Według rozmówcy tej drugiej agencji, "gdyby Carnajewowie byli związani z bandą Umarowa, to ich nazwiska figurowałyby w bazach danych sił bezpieczeństwa". "Jednak nie mamy takich nazwisk" - powiedział.
Tymczasem telewizja państwowa Rossija podała, że Tamerlan Carnajew w 2012 roku przebywał w Rosji; legitymował się paszportem Kirgistanu, poradzieckiej republiki w Azji Środkowej, w której przez kilka lat wraz z rodziną mieszkał.

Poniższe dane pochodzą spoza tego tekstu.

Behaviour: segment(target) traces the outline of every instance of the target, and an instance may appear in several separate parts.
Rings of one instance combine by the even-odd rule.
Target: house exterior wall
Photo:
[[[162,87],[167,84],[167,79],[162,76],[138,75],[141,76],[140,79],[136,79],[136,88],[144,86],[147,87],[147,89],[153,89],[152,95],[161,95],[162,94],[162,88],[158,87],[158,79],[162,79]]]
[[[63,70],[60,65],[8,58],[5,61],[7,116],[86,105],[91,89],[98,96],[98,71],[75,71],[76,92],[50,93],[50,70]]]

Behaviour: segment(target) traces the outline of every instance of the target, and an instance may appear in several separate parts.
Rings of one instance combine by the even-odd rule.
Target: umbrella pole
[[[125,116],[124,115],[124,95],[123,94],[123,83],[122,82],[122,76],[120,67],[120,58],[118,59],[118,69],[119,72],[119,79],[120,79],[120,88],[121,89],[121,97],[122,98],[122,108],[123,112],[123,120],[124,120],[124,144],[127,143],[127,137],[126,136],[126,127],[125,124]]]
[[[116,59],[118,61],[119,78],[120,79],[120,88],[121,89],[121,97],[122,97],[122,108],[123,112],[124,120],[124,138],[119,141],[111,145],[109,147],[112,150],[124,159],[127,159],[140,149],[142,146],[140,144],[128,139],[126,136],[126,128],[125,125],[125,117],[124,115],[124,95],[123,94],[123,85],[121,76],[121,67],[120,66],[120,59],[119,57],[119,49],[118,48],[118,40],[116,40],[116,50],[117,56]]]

Amerykańska telewizja CNN podała w niedzielę, powołując się na źródło w amerykańskim wywiadzie, że prowadzone jest dochodzenie w sprawie ewentualnych powiązań Tamerlana Carnajewa z islamistycznym ugrupowaniem Emirat Kaukaski. Na jego kontach w różnych portalach społecznościowych znaleziono linki do materiałów tej grupy i obecnie śledczy badają, czy otrzymał od niej "plany operacyjne".
Emirat Kaukaski powstał w 2007 roku i skupia różne ugrupowania dżihadystyczne, które dążą do utworzenia niezależnego państwa na muzułmańskim Północnym Kaukazie, z prawem opartym na szariacie. Oprócz Czeczenii ruch ten obejmuje także sąsiednie muzułmańskie republiki: Dagestan, Inguszetię i Kabardo-Bałkarię.
Przywódcą kaukaskich rebeliantów jest Doku Umarow, który przyznał się do zorganizowania wszystkich największych zamachów w Rosji w ostatnich latach, m.in. na moskiewskie metro w 2010 roku czy na lotnisko Domodiedowo pod Moskwą w 2011 roku.